FBI Director Kash Patel told the US Senate Intelligence Committee this week that the bureau has resumed buying commercially available location data on Americans, reversing a pause announced in 2023. The admission came after Senator Ron Wyden asked whether the FBI would commit to not purchasing such data without a warrant; Patel did not.

According to Ars Technica, the FBI previously bought location data “derived from Internet advertising” for a national security pilot project, then said the practice had stopped. Patel now argues the purchases are “consistent with the Constitution” and the Electronic Communications Privacy Act, and that they have produced “valuable intelligence.” Wyden called it an “outrageous end-run around the 4th Amendment,” warning that AI tools make it easier to sift through large volumes of sensitive information.

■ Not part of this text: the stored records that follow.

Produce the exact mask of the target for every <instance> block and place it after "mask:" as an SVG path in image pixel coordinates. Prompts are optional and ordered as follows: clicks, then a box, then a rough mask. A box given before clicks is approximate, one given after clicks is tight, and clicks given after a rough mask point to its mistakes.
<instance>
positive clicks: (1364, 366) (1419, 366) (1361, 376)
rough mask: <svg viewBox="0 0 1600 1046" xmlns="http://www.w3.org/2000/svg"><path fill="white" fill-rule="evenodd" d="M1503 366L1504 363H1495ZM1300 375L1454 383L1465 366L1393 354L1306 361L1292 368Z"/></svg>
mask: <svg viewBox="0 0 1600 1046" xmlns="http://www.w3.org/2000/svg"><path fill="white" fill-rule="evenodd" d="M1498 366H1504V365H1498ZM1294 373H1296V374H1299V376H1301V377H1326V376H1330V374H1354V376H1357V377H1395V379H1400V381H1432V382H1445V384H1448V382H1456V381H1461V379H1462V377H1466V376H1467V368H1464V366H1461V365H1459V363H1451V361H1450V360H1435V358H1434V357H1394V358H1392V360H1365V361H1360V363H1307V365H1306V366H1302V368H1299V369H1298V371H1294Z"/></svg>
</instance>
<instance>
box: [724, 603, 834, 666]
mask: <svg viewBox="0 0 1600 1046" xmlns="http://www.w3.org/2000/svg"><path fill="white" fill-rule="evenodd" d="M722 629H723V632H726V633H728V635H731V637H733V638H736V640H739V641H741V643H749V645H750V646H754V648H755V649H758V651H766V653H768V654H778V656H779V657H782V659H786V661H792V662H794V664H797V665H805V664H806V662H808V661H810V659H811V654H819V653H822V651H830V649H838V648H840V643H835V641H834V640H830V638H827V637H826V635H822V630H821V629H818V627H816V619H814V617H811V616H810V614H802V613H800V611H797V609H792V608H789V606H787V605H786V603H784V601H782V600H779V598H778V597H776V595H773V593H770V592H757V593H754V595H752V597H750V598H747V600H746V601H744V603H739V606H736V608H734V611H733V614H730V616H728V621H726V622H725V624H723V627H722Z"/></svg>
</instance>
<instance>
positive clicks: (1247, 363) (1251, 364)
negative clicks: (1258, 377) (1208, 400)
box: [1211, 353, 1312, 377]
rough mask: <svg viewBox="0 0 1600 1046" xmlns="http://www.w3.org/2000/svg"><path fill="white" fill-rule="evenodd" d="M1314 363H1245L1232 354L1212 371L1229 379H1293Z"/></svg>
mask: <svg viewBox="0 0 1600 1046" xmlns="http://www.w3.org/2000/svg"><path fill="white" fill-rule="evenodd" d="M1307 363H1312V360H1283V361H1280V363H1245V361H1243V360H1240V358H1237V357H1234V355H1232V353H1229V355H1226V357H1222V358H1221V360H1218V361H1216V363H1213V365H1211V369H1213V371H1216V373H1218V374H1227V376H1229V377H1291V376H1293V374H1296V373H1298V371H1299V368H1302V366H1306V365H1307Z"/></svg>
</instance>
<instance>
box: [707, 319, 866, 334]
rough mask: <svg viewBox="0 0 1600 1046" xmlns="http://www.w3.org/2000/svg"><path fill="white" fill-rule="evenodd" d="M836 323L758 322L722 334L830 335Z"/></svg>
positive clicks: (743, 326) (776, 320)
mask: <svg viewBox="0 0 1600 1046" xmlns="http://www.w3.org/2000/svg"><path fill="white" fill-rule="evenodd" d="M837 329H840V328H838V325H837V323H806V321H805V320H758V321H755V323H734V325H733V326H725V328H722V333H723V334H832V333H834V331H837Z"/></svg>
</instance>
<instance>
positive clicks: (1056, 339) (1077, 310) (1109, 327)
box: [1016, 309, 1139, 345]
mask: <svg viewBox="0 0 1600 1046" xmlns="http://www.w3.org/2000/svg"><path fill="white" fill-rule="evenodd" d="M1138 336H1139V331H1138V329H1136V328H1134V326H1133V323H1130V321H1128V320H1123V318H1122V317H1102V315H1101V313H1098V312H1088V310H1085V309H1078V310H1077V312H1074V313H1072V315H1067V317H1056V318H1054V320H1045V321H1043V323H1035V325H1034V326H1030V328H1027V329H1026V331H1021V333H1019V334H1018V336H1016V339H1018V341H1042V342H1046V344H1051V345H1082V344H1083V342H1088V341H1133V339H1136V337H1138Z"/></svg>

The legal tension is not new, but the procurement route matters. In 2018, the US Supreme Court’s Carpenter decision required warrants for historical cell-site location information when obtained from wireless carriers. That ruling did not squarely address data bought from brokers who assemble location trails from apps, ad identifiers, and other commercial telemetry. The gap creates a predictable workaround: if a dataset can be purchased by anyone with a corporate card, agencies can treat it as a market good rather than a search.

That framing shifts accountability. A warrant request forces an investigator to articulate probable cause to a judge and creates a court record. Buying the same information from a broker turns the question into a contracting decision, managed through procurement offices and vendor relationships. The compliance burden becomes whether a purchase is “allowed” under internal policy, not whether the underlying surveillance should occur.

It also creates a steady demand signal for a market that would otherwise be constrained by consumer backlash and litigation risk. Data brokers can sell a product whose ultimate use is law enforcement intelligence while remaining one step removed from constitutional scrutiny. Wireless carriers and aggregators have already fought the Federal Communications Commission over penalties for location-data sales, illustrating how enforcement pressure can be diluted when the supply chain is long and responsibility is split.

The hearing landed as Congress debates reauthorising FISA Section 702, which is set to expire on 19 April 2026. Committee chair Tom Cotton defended the practice by comparing it to police searching trash left at the curb: once data is “commercially available,” he argued, privacy interests are diminished.

Patel’s answer was short, but it clarified the operational baseline. The FBI is buying Americans’ location data again, and the argument for doing so is that someone else will sell it anyway.